中学生の頃、何かと反抗してきたあの感じを思い出して、つい笑ってしまう。
「三郎、もしかして照れてる?」
「してねーし!なんで俺が……てかさ」
三郎は軽く咳払いをして、グラスの中のハイボールをくるくると揺らす。
「俺、今、二十歳。ちゃんと大人になったし。
だから……子ども扱い、すんな…」
──あぁ。
またちょっと背伸びしてる顔が、懐かしくて愛しくて。
でも、確かに背は伸びたし、声は低くなったし。
目の奥の真剣さは、前よりずっと“男”の顔をしていた。
「……カッコよくなったよね、三郎」
ぽつりと漏らすと、彼の耳がわずかに赤くなる。
「当たり前っしょ。
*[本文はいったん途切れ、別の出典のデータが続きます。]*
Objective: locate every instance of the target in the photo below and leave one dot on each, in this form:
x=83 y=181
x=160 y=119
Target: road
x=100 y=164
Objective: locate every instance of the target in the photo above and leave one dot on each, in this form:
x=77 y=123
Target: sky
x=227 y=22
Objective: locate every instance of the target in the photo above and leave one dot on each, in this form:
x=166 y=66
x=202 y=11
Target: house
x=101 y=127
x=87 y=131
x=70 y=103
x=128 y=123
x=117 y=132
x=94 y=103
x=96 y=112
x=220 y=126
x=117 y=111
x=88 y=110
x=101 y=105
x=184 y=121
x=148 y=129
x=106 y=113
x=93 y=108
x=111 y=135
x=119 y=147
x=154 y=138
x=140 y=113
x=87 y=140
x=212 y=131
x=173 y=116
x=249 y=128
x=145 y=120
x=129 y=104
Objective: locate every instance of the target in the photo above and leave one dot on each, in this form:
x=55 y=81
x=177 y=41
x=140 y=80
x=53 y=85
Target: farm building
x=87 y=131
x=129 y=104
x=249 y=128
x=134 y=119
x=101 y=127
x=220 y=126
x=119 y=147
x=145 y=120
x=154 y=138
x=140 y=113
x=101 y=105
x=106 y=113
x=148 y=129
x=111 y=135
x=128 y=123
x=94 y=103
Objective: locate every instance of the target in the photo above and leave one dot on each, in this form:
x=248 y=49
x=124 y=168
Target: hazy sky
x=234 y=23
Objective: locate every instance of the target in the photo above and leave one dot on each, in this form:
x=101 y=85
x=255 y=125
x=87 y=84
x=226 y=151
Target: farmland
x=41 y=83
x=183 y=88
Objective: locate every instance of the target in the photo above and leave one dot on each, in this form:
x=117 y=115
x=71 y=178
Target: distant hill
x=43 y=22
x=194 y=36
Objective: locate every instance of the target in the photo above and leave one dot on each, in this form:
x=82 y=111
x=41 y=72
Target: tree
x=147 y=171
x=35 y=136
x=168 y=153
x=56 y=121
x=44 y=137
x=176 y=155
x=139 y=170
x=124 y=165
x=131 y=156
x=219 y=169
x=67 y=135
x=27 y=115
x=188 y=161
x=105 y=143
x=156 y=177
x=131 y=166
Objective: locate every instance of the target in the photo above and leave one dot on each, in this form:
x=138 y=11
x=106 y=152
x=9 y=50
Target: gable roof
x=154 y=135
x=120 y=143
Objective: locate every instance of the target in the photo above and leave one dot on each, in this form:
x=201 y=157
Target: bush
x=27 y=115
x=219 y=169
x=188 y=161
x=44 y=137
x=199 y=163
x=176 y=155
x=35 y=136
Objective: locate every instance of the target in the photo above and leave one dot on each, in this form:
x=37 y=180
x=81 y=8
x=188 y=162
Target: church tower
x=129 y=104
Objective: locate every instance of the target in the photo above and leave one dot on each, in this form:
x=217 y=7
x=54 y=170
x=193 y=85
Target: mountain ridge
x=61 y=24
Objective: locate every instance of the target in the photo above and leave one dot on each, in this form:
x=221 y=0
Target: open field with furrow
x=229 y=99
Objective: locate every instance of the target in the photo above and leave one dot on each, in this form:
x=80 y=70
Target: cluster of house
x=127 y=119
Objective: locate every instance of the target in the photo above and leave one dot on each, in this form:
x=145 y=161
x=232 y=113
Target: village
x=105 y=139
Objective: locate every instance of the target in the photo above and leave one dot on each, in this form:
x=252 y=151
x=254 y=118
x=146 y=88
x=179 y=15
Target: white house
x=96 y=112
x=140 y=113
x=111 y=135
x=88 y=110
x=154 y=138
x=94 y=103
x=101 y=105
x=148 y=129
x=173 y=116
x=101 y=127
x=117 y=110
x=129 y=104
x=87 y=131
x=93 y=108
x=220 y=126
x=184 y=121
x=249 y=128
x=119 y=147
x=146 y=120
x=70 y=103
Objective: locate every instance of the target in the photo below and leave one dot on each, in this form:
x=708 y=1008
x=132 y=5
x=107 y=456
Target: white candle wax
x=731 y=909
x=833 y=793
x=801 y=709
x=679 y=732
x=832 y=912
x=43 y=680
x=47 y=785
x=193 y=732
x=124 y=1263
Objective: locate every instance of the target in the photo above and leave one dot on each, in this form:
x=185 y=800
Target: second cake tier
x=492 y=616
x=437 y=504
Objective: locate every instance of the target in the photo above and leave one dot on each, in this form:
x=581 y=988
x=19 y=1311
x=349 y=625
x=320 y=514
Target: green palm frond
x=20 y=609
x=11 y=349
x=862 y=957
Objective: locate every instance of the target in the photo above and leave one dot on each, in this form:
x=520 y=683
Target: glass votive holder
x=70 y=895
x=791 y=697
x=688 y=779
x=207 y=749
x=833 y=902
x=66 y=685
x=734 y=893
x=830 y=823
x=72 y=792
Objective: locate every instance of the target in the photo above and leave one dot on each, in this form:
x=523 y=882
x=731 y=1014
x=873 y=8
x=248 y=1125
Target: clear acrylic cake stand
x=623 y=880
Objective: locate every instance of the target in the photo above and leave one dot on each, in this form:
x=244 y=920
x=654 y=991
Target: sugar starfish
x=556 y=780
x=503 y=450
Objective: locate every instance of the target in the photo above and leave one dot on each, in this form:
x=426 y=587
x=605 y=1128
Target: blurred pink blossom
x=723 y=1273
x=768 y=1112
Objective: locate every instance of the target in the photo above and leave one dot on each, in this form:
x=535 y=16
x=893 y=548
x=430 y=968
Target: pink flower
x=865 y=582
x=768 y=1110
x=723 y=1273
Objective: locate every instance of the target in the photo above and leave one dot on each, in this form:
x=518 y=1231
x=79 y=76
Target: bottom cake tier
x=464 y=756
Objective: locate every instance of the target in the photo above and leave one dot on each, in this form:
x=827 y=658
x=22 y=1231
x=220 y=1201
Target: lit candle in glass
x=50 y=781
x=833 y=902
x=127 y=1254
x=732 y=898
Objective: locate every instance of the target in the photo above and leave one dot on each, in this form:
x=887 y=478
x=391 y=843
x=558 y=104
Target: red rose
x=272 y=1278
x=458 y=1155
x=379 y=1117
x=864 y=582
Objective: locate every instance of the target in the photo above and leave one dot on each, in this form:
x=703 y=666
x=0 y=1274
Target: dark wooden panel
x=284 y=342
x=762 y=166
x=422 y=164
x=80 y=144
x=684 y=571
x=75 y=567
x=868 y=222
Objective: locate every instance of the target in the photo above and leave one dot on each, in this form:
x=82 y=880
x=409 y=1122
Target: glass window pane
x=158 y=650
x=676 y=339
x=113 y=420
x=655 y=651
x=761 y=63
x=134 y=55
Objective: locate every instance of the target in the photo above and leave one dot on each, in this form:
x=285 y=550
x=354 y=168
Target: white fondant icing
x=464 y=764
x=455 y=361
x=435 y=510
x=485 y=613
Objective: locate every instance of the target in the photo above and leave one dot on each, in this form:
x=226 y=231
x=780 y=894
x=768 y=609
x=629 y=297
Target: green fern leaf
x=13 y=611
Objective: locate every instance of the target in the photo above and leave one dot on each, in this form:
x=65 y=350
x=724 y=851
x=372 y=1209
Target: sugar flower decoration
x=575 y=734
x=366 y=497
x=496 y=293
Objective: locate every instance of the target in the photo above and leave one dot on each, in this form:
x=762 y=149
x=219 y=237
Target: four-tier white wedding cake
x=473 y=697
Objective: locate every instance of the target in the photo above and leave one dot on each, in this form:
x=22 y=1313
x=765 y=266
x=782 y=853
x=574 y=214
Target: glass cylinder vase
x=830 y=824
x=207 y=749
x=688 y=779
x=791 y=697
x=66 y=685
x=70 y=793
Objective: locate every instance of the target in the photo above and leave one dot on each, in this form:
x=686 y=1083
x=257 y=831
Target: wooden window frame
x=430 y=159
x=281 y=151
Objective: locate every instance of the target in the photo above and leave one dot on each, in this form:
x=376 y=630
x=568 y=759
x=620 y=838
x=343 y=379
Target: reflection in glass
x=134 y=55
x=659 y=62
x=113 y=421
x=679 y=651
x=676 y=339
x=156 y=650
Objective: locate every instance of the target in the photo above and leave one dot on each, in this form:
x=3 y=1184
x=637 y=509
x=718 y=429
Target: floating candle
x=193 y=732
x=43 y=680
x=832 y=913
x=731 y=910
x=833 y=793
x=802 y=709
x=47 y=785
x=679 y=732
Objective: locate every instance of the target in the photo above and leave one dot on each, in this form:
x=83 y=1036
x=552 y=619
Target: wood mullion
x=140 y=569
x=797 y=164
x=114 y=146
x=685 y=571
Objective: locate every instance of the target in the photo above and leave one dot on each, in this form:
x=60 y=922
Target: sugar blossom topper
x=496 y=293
オレ、努力してっから。
昔のおれのことしか知らないなら、ちゃんと今を見ろよな」
「え、見せてくれるの?“今の三郎”」
少し意地悪にそう言えば、彼はくっと笑って、少し体を乗り出してくる。
「見せてやるよ。……ちゃんと、“男”になった俺を」
その言葉に、少しだけ胸がドキッとする。
昔から知ってる“弟みたいな存在”に、そんなふうに見られるなんて──。
「なんかさ、六花も
“姉ちゃん面”してないで、ちゃんと飲めよ」
そう言って、三郎は自分のグラスを掲げてくる。
その表情は、やっぱりちょっと生意気で──でもちゃんと頼もしかった。
「……じゃ、カンパイしよっか。大人の三郎くんと」
「やっとかよ」
カチンと響いたグラスの音が、
“昔”と“今”の境界線を、ふっと溶かしていく──。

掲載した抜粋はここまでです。